Filmmaker and a cancer survivor Anurag Basu says that he never wanted to “juice up” his own “tragedy” and that’s why he kept away from making a film on cancer. However, he is now ready with a script which he might release either in the form of a book or a film.
“Yes I will,” Basu told in an email interview when asked if he will make a film on cancer.
“Previously I have always shied away from making a film on cancer primarily because it would mean reliving the experience, and secondly I always felt guilty of juicing your own tragedy into a commercial film. This topic is very close to me and after every film I think about it. There is a script that I have written on my cancer and hospital bit, and may be one day it will come out either as a book or as a film,” added Basu, 43.
In 2004, the famed director suffered from acute promyelocytic leukemia – a type of blood cancer — and doctors gave him just two months to live. But like his films, he fought the cancer too like a winner.
And his priorities changed after watching death from such close quarters.
“Yes a little bit. My priorities changed and so did my movies and the stories that I wrote. I became a more responsible son, husband and father after my fight with cancer,” said the filmmaker who is married to Tani Basu and has two daughters, Ishana and Ahana.
Someone who made films like “Murder”, “Gangster”, “Life in a… Metro” , “Kites”, “Barfi” as well as “Jagga Jasoos” says that as a filmmaker, it is important to bring certain issues on the big screen in the form of films to create awareness.

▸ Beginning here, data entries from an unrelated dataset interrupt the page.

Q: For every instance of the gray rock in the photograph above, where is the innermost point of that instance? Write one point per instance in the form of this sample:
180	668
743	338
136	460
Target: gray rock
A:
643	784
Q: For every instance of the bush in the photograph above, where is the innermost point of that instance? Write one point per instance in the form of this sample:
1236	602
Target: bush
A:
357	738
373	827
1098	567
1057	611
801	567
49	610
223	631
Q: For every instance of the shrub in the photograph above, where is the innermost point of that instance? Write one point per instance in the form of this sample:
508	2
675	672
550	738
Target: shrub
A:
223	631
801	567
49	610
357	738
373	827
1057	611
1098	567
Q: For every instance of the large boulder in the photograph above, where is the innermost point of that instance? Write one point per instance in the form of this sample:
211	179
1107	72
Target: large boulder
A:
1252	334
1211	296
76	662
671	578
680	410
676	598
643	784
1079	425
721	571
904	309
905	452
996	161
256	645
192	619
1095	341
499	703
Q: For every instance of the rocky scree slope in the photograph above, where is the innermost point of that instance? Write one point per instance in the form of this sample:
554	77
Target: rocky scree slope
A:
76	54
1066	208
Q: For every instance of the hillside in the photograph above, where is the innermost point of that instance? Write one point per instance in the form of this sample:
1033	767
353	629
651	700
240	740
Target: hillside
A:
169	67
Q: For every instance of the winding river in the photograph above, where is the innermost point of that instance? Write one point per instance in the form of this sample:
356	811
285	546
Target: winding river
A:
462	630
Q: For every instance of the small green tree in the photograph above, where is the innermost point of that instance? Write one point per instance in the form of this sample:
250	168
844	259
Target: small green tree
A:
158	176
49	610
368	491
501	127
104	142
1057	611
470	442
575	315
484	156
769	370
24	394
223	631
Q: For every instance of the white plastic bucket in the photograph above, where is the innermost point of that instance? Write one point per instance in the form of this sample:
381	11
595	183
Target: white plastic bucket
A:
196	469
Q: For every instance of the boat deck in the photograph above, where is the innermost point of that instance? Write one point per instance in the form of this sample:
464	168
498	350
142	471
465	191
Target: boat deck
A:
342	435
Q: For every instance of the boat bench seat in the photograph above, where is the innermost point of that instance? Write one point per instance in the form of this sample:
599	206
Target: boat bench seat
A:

“It’s very important, but it’s very difficult to make people aware with a dose of entertainment. People watch films for entertainment and one cannot preach to them. Those days are gone. I have tried doing it in ‘Barfi’ as well as in ‘Jagga Jasoos’,” he said.
Being a cancer survivor, Basu met 40 children from Tata Memorial Centre recently who are fighting cancer. The event also had the presence of Navyata Goenka – Advisor, Mount Litera School International.
Basu shared his inspiring stories with the children and students of the school and it was an emotional moment.
“It is always emotional. I often interact with kids at Tata Memorial and I see myself in them. The fight they are fighting right now reminds me of my old days. Their intention to spread happiness amongst the kids fighting cancer must surely be applauded.
“Navyata Goenka – the advisor of MLSI – understands the need of incorporating such activities which help in developing empathy amongst students and make them value what they have,” he said.
Are there any life-lessons that he wants to give to all cancer patients?
“The first step to fight cancer is to be happy. I feel when it comes to fighting cancer, 50 per cent cure can be attributed to medication and another 50 per cent to will power.
“One should set small aims to overcome such a disease. For example, when I was admitted in Tata Memorial, I was unable to walk in my initial days of treatment. I set myself small goals of walking to a chair in the room and gradually increased that to walking across my room. These goals kept me going and built my confidence,” he said.